The Chicago School also advanced the idea that technological competition creates timid progressive monopolies that benefit consumers. This is entirely false, as I demonstrated in a past PS commentary, yet a generation of jurists and lawyers were convinced. This belief is reflected, for example, in the late Supreme Court Justice Anthony Scalia’s 2004 opinion in Verizon Communication, Inc. v. Law Offices of Curtis V. Trinko, LLP. “The mere possession of monopoly power, and the concomitant charging of monopoly prices, is not only not unlawful,” he writes, “it is an important element of the free-market system.” The “possession of monopoly power,” he continues, should be found unlawful only if it is “accompanied by an element of anticompetitive conduct.”

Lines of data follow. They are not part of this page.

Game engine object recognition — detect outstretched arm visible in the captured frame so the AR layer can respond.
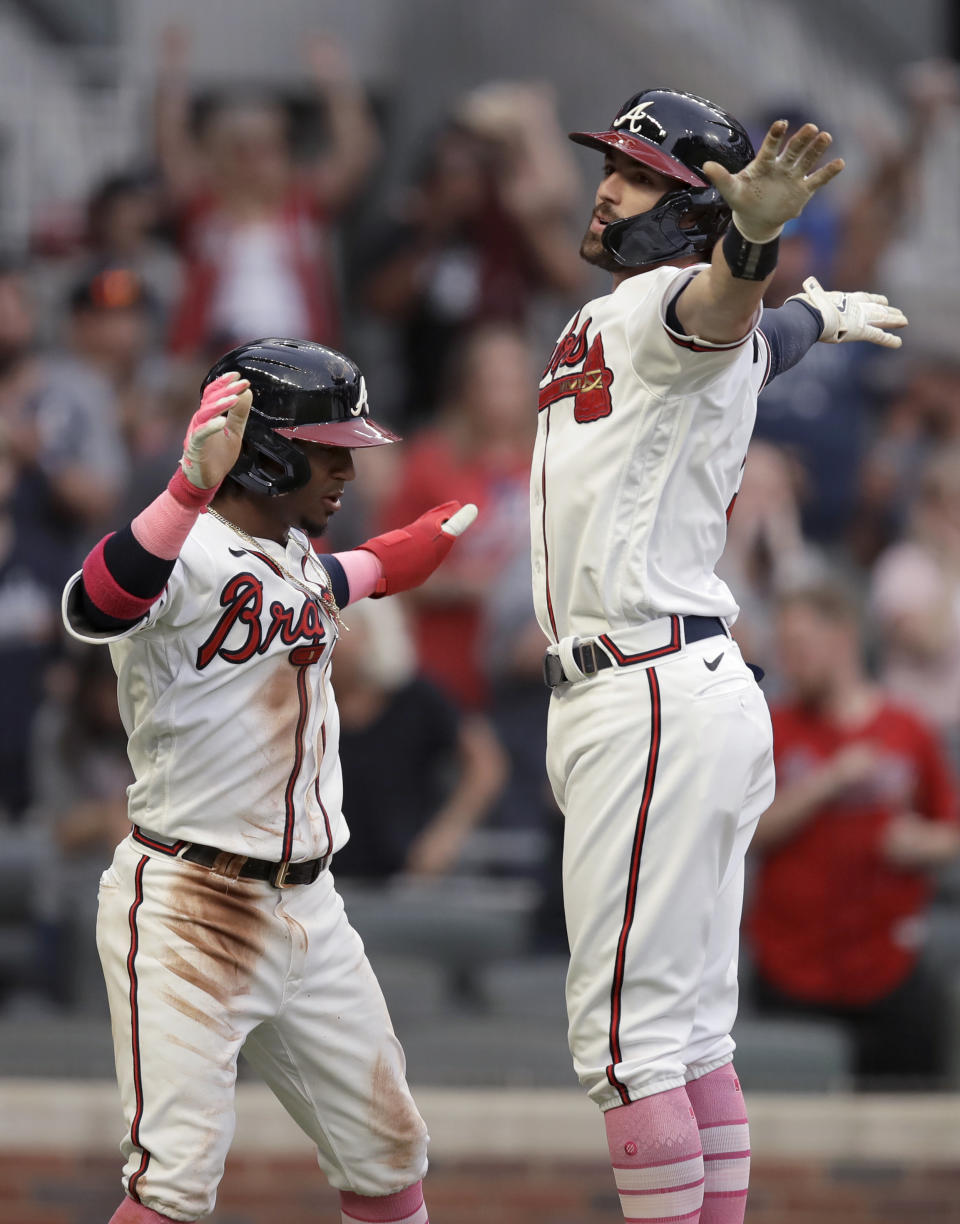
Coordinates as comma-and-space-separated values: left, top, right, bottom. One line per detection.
675, 120, 844, 344
304, 35, 380, 213
332, 503, 478, 603
153, 25, 205, 203
756, 277, 908, 387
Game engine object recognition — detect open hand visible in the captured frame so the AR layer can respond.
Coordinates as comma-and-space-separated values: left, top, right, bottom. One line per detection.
789, 276, 908, 348
703, 120, 845, 244
180, 372, 253, 490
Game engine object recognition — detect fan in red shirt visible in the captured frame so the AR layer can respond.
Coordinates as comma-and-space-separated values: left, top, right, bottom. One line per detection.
378, 322, 535, 711
746, 579, 960, 1087
154, 27, 379, 358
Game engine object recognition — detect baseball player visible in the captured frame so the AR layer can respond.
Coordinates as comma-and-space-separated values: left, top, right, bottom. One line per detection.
532, 89, 907, 1224
62, 338, 477, 1224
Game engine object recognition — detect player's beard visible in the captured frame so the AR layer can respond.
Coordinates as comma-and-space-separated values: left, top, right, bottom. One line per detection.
579, 221, 622, 273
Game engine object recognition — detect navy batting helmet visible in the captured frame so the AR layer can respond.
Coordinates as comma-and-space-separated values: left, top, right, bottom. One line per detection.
570, 89, 755, 268
203, 338, 398, 497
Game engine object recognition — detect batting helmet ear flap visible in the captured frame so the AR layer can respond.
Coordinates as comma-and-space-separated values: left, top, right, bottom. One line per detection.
601, 185, 731, 268
226, 419, 312, 497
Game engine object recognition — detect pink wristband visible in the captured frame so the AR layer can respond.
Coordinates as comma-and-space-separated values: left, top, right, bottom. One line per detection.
130, 470, 211, 561
333, 549, 385, 603
167, 466, 217, 509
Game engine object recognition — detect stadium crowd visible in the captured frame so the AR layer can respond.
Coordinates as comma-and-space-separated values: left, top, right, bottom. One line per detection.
2, 28, 960, 1090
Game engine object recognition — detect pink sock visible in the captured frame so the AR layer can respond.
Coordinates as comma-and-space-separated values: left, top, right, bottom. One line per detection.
685, 1064, 750, 1224
604, 1086, 704, 1222
108, 1196, 188, 1223
340, 1180, 428, 1224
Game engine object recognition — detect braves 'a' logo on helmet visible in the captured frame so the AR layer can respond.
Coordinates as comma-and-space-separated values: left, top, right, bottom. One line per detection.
612, 100, 667, 143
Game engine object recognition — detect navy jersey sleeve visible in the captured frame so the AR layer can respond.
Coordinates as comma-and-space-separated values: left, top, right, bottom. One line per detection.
758, 300, 823, 387
315, 554, 350, 609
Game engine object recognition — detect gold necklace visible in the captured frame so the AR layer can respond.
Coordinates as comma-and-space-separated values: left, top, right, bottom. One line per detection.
205, 506, 345, 630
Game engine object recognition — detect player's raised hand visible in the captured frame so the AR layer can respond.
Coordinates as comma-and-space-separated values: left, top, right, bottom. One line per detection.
702, 120, 845, 243
789, 276, 909, 348
180, 372, 253, 490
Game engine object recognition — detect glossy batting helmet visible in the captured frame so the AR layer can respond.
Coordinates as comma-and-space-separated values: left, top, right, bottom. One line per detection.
570, 89, 755, 268
204, 338, 398, 496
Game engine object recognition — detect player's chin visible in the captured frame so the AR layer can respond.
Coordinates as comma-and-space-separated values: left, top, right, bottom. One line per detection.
300, 511, 329, 537
579, 229, 621, 272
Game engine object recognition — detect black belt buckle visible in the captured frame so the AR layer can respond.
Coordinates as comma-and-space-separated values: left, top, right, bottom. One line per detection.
577, 640, 600, 676
543, 653, 566, 689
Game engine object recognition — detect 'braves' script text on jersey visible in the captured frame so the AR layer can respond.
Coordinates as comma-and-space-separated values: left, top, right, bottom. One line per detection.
62, 512, 345, 862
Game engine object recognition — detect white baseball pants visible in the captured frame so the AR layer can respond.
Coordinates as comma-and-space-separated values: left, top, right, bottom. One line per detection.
545, 625, 775, 1110
96, 835, 428, 1221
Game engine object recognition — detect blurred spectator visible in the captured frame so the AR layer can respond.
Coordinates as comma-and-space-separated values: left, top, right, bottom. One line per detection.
360, 82, 584, 424
753, 244, 881, 548
379, 323, 536, 710
870, 445, 960, 753
154, 26, 379, 356
33, 171, 182, 350
332, 598, 506, 881
749, 73, 955, 551
0, 258, 127, 556
482, 531, 565, 939
874, 59, 960, 356
28, 646, 131, 1006
83, 172, 182, 324
746, 580, 960, 1088
0, 426, 65, 821
856, 357, 960, 561
65, 265, 182, 511
716, 439, 825, 671
31, 644, 131, 855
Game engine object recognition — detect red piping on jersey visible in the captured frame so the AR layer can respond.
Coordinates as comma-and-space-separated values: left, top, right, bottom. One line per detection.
538, 310, 588, 642
599, 616, 681, 665
664, 328, 752, 353
126, 855, 151, 1202
132, 827, 188, 856
726, 457, 747, 523
282, 664, 311, 862
606, 667, 662, 1105
539, 407, 559, 641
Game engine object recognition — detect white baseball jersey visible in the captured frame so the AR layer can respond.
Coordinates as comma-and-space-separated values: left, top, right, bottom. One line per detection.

Scalia’s opinion is built on the idea that the market is a natural-selection mechanism that enables the strong and efficient to survive. If a monopolist triumphs, it is axiomatically the organization best equipped to offer consumers low prices. This monopolist is not an aggressive exploiter, by this logic; it is a timid firm under constant threat of being replaced by competitors, so it has a strong incentive to keep its prices low. How could a distinguished jurist accept such obviously flawed reasoning?

PS: The overarching goal of the proposals you advance in your book is to mitigate economic inequality. How does limiting market power achieve that?

MK: Lower market power has been shown to reduce inequality directly by increasing wages and compensation to owners of capital while reducing the monopoly profits of technology owners. Simply put, it shifts income from Silicon Valley to Main Street.

This results in other improvements: a higher level of investment (which boosts GNP), less suppression of new innovations (which results in more innovations and more product diversity), faster diffusion of innovations, and a higher economic growth rate. Higher GNP also has secondary effects, raising labor and capital incomes and increasing consumption. All this contributes to a more egalitarian distribution of income, because total labor income and the aggregate capital incomes of retirees and owners of life insurance are distributed much more equitably among individual income recipients than the highly concentrated technology-based monopoly profits.

PS: In your book, you explain that “the tax and investment policies used to transition to a more equitable distribution may not be the policies needed to maintain it.” Which policies must be permanent, and which are transitory?

MK: My book includes a plan to improve the health and education of children of families in the bottom half of the income distribution in the US. To finance it, I propose a short-term wealth tax, lasting just five years. I do not support long-term wealth taxation, because it is difficult to enforce and raises other issues (discussed in my book). But it can be successfully used as a short-term redistributive device. All of the other policies I discuss in the book – relating to antitrust, patent law, the labor market, mergers and acquisitions, and personal and corporate income taxation – would be permanent.